La Commission a approuvé les ESRS révisés finaux. 60 % de points de données obligatoires en moins — et 90 % d'entreprises en moins relevant du CSRD.

| Rédaction
Komise schválila finální revidované ESRS. O 60 % méně povinných datových bodů —

La Commission européenne a adopté le 3 juillet les normes européennes de reporting de durabilité (ESRS) révisées finales ainsi qu’une norme volontaire pour les petites entreprises. C’est probablement la dernière grande étape du paquet simplificateur Omnibus I.
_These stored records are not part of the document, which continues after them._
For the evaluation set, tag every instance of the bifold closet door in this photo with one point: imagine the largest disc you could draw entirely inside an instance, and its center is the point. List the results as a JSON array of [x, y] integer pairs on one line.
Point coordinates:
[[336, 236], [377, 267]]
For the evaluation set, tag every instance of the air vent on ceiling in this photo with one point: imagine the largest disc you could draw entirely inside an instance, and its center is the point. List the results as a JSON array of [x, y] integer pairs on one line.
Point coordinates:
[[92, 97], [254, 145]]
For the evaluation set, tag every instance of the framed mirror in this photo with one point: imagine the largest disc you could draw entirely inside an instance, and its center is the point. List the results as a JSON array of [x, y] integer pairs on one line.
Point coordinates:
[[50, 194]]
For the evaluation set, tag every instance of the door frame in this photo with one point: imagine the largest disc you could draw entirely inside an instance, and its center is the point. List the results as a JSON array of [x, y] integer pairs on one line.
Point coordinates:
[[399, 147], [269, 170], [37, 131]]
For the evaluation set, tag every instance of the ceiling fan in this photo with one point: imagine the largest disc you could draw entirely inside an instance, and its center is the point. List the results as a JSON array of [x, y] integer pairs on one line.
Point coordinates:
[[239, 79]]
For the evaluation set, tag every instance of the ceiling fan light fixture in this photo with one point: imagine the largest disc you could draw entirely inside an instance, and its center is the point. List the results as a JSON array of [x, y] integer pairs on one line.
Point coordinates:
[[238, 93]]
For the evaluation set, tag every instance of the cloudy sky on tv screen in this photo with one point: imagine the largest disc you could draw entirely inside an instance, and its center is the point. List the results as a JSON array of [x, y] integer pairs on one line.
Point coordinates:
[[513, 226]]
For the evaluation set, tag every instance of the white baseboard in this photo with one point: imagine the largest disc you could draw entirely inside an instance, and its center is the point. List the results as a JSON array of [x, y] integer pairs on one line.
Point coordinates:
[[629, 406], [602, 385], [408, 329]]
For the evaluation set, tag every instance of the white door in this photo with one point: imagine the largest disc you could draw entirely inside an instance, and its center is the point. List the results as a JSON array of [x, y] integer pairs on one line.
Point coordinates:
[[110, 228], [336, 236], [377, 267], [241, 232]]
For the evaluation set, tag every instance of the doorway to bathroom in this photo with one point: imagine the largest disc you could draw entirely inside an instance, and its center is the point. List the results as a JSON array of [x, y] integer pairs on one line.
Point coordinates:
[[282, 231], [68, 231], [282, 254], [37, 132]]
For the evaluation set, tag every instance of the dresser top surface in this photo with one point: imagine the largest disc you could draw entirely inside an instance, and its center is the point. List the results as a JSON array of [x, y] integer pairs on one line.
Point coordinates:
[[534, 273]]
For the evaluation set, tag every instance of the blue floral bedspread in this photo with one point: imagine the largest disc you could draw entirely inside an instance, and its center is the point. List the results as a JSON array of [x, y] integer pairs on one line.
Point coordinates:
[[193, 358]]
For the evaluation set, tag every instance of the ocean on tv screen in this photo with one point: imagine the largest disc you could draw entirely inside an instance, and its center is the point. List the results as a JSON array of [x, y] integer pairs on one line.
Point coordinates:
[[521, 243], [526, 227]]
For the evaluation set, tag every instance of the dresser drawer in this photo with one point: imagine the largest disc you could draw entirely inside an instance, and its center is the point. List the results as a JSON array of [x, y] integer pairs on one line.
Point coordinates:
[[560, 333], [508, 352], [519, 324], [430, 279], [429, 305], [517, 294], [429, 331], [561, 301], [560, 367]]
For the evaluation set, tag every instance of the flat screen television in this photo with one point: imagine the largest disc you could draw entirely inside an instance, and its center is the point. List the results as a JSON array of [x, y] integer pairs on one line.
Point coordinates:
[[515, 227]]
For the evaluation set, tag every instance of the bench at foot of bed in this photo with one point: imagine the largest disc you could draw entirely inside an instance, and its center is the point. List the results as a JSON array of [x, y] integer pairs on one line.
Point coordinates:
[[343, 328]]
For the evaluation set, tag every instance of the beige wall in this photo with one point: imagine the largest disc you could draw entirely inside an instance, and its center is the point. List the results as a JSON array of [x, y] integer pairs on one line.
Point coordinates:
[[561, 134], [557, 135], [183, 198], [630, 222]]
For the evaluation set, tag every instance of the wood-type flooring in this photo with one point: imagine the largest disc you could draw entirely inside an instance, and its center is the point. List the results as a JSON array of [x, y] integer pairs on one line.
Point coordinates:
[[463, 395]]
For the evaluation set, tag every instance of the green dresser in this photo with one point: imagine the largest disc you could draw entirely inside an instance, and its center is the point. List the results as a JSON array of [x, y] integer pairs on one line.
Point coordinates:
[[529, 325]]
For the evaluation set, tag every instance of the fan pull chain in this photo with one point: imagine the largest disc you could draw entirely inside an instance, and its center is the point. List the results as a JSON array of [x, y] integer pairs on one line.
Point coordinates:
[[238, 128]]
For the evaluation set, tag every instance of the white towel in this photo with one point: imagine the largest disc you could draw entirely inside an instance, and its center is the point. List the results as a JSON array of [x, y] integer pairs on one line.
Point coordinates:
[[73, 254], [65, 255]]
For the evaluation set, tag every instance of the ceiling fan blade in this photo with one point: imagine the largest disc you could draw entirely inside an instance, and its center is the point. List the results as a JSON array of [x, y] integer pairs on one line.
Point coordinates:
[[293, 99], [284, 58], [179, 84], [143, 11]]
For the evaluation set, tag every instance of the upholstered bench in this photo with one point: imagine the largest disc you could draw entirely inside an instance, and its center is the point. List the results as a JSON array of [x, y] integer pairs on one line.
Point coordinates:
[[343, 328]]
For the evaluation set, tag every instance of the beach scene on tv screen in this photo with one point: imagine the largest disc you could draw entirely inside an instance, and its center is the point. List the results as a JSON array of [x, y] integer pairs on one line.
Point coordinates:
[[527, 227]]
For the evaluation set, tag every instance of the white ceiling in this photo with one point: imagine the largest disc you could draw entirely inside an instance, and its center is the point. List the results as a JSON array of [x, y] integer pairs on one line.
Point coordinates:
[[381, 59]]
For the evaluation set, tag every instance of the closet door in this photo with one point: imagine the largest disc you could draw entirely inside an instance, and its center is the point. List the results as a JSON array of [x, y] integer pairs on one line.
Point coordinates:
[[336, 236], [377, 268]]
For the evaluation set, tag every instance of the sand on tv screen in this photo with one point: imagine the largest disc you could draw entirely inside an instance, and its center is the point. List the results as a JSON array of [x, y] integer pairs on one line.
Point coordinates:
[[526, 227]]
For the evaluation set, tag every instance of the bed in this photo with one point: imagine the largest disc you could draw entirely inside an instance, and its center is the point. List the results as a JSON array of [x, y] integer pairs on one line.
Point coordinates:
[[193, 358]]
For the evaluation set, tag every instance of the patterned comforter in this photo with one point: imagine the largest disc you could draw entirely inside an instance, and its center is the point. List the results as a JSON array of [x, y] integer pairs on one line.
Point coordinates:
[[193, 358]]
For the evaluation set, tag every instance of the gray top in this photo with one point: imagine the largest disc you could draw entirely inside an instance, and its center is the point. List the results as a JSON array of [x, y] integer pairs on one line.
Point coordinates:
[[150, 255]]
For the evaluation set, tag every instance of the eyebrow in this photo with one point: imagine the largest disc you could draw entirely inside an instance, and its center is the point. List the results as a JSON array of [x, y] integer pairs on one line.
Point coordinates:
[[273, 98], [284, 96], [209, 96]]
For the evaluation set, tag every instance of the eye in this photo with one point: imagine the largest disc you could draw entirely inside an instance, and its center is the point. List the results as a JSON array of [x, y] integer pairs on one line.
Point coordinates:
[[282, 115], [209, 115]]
Ce qui change concrètement :

- le nombre de points de données obligatoires diminue de 61 %, le nombre total de plus de 70 % (toutes les divulgations volontaires supprimées)
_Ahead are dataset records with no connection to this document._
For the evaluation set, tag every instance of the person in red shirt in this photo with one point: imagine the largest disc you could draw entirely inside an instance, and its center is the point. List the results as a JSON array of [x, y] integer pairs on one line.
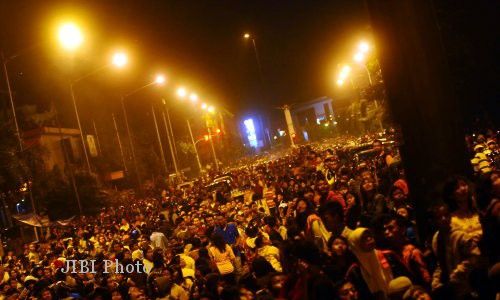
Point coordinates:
[[409, 255]]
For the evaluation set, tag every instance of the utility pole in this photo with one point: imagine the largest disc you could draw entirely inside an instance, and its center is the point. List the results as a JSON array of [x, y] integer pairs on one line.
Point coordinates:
[[162, 154], [194, 145], [119, 142]]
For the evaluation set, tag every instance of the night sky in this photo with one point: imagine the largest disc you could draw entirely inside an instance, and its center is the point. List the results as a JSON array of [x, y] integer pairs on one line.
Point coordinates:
[[197, 43]]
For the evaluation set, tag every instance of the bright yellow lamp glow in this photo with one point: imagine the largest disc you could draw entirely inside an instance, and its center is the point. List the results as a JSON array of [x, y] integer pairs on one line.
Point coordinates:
[[359, 57], [364, 47], [119, 59], [181, 92], [70, 36], [160, 79], [345, 70], [193, 97]]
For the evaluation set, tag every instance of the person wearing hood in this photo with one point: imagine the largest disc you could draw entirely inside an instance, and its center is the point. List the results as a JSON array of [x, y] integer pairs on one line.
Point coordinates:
[[375, 269]]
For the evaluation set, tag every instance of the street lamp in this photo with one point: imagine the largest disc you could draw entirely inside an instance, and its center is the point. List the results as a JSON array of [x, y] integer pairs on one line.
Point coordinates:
[[193, 97], [118, 60], [364, 47], [160, 79], [359, 57], [181, 92], [248, 36], [70, 36]]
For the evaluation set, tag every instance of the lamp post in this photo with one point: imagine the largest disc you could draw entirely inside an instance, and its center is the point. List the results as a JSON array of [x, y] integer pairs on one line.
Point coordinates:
[[194, 145], [119, 142], [159, 140], [248, 36], [170, 134], [11, 98], [119, 60], [159, 80]]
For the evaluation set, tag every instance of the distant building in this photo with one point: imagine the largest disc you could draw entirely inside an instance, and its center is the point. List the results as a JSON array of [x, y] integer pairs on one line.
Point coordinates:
[[54, 140], [253, 130]]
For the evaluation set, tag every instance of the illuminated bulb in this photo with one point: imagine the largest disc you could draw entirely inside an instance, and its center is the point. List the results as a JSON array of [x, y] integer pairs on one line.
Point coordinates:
[[345, 70], [359, 57], [119, 59], [160, 79], [70, 36], [364, 47], [193, 97], [181, 92]]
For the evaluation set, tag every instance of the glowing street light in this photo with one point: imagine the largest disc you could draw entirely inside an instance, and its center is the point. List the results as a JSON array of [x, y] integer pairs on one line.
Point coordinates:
[[345, 71], [193, 97], [160, 79], [70, 36], [364, 47], [181, 92], [359, 57], [119, 59]]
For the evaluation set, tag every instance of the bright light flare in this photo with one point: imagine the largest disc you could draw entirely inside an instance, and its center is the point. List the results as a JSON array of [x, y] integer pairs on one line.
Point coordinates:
[[119, 59], [359, 57], [70, 36], [193, 97], [364, 47], [181, 92], [160, 79], [345, 70]]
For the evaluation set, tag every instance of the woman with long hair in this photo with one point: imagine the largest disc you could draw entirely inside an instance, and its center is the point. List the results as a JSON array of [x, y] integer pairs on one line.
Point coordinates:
[[222, 255], [311, 224], [457, 195]]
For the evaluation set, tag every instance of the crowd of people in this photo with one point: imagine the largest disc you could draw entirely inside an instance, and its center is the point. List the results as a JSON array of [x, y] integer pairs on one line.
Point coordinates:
[[318, 223]]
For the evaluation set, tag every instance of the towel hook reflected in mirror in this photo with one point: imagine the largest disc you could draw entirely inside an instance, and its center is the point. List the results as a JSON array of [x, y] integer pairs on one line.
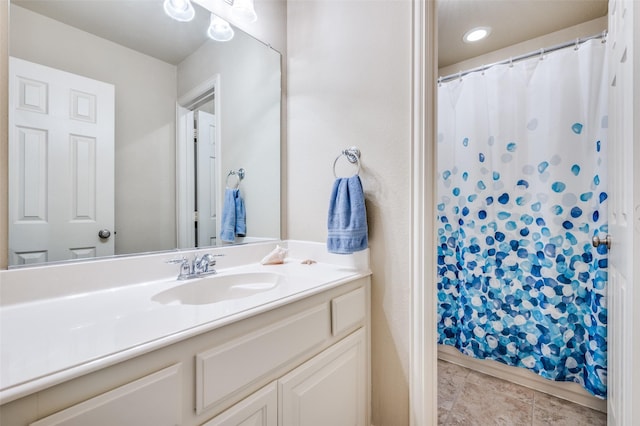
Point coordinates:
[[352, 155]]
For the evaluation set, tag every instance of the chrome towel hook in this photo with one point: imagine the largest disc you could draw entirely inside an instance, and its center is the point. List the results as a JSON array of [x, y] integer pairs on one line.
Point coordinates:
[[239, 174], [352, 154]]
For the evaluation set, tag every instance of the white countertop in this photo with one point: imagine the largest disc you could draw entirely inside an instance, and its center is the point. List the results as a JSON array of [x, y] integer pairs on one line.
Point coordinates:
[[49, 341]]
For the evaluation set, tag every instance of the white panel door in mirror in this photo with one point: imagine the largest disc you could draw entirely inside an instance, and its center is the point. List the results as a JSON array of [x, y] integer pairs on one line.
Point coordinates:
[[59, 146]]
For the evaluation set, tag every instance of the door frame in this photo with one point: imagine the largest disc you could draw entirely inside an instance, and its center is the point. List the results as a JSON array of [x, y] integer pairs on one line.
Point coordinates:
[[185, 164], [423, 383]]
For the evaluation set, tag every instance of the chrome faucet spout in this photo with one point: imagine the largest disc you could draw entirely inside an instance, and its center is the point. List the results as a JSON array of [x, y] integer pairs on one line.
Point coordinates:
[[198, 267]]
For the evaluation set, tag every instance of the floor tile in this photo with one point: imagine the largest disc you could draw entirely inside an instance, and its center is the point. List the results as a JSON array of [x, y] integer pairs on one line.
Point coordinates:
[[467, 397], [548, 410]]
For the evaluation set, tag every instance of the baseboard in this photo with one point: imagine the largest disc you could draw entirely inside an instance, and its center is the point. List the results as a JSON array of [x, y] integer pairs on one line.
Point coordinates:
[[566, 390]]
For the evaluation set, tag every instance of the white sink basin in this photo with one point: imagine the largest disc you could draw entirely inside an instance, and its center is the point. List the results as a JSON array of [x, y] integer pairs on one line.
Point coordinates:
[[218, 288]]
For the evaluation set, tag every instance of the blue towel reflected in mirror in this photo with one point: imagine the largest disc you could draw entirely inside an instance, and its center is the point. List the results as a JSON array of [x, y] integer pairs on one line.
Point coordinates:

- réduction attendue des coûts de reporting de plus de 30 % par entreprise

- les entreprises en dessous du seuil de 450 M€ de chiffre d’affaires et de 1 000 salariés sortent du reporting obligatoire — la portée du CSRD a été réduite d’environ 90 %

- les normes sont plus courtes, plus claires et offrent de nouvelles flexibilités

Quatre points qui méritent l’attention :

1) Alignement avec l’ISSB. Les entreprises peuvent désormais choisir comment délimiter les frontières de leur inventaire GES — par une approche financière ou de contrôle opérationnel. Plus de flexibilité, mais aussi plus de marge de manœuvre quant à la façon dont chacun trace ses limites.

2) Limite de la chaîne de valeur. Les entreprises soumises à la CSRD ne doivent pas exiger plus de données de la chaîne d'approvisionnement que ce que couvre la norme volontaire. Protection des petits fournisseurs contre le transfert de la charge de reporting.

3) Transparence 1,5 °C. Celui qui rapporte un plan de transition avec des objectifs incompatibles avec 1,5 °C doit désormais le reconnaître explicitement.

4) Allègement pour les gestionnaires d'actifs. Pour les investissements gérés pour le compte des clients (obligation fiduciaire), le reporting redondant disparaît.

Les actes délégués sont soumis au Parlement européen et au Conseil de l'UE pour contrôle. Ils entreront en vigueur si aucun des deux organes ne soulève d'objection.

Le but des changements est de réduire la bureaucratie tout en préservant la qualité des divulgations. La question est de savoir si, pour les entreprises qui ont déjà investi dans le premier cycle de la CSRD, le terrain de jeu ne s'est pas trop déplacé.